Gambling and Its Phenomenon

What is gambling, in general? It is to speculate on an uncertain event, involving the placing at risk of money or other possessions in the hope of achieving more money or better possessions.

Even to choose not to marry is to gamble that this will prove to be the better course. One gambles when buying shares or a motorcar. When making a car journey, or crossing the road, one stakes one's life or health on one's roadsense or agility.

Insurance companies rarely go bankrupt, because of the skill of their accuracies. In other gambles skill and judgment are irrelevant: these gambles might be called pure or true gambles.

Betting on the toss of a coin is a true gambler. An amusing example of this form of gambling occurred in the film The Sheep Has Five Legs, when Fernandel and his shipmates bet on which of two cubes of sugar a fly would first alight upon.

The fly's wanderings included a tour of a semi-clad young woman, instructed not to move. Incidentally, as crooks have devised ways to doctor sugar cubes, this gamble is not always as pure as it seems.

The ancient civilizations of Greece, Egypt and Rome had gambling equipment: dice, in the form of astragals or sheep-bones, counters and gaming boards or tables existed hundreds of years before the birth of Christ.

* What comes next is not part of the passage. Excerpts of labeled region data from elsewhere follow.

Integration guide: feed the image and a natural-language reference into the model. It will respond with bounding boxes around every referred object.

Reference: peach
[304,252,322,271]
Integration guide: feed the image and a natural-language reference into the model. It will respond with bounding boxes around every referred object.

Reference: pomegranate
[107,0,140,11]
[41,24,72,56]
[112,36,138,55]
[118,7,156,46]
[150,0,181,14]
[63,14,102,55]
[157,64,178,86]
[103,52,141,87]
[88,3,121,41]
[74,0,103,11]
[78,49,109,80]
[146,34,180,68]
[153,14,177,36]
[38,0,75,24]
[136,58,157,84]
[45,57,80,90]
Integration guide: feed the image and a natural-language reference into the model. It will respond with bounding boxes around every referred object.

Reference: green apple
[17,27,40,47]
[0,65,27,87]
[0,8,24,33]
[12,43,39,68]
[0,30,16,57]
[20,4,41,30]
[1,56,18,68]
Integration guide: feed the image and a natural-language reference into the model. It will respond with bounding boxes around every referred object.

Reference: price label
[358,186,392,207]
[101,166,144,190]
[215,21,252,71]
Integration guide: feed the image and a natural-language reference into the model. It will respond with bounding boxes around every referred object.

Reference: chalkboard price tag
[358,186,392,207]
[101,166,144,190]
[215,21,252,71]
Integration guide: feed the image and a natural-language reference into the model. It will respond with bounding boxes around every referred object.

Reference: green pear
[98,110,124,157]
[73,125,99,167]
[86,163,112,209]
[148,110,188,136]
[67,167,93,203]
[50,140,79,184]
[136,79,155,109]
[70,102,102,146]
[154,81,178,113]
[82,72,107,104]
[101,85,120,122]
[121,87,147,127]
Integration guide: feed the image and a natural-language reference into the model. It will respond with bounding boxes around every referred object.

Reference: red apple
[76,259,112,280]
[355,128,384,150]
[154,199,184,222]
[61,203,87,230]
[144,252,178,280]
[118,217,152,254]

But why do lots of people gamble though? The Russian novelist Dostoevsky was a confirmed gambler; he wrote his novels under the pressure of mounting bills, and his gambling served to increase the pressure.

Through the narrator of The Gambler, his partly biographical novel, Dostoevsky describes an initial depression at the sordidness of the casino, the oppressiveness of the crowd within, and the seriousness with which the gamblers concentrate on the spin of the wheel and the fate of their stakes.

Forced into gambling by the need to make some money, he at first succeeds and describes the irrational feeling of power which winning induces.

Later he encounters a losing run but nevertheless discovers a sense of infallibility, a certainty that he cannot continue to lose indefinitely.

He bets recklessly and loses his entire capital. Dostoevsky then describes the overwhelming excitement provoked by the stupid loss of a large sum. It is perhaps this reaction which distinguishes the pathological gambler: the winning or losing becomes subordinate to the thrill of gambling.

Gambling is taken to mean the betting of money on events involving chance, or both chance and skills. However, it may not be a human need in the class of food, shelter or sex, but its practice is remarkably universal, and it is found in all societies and at all levels.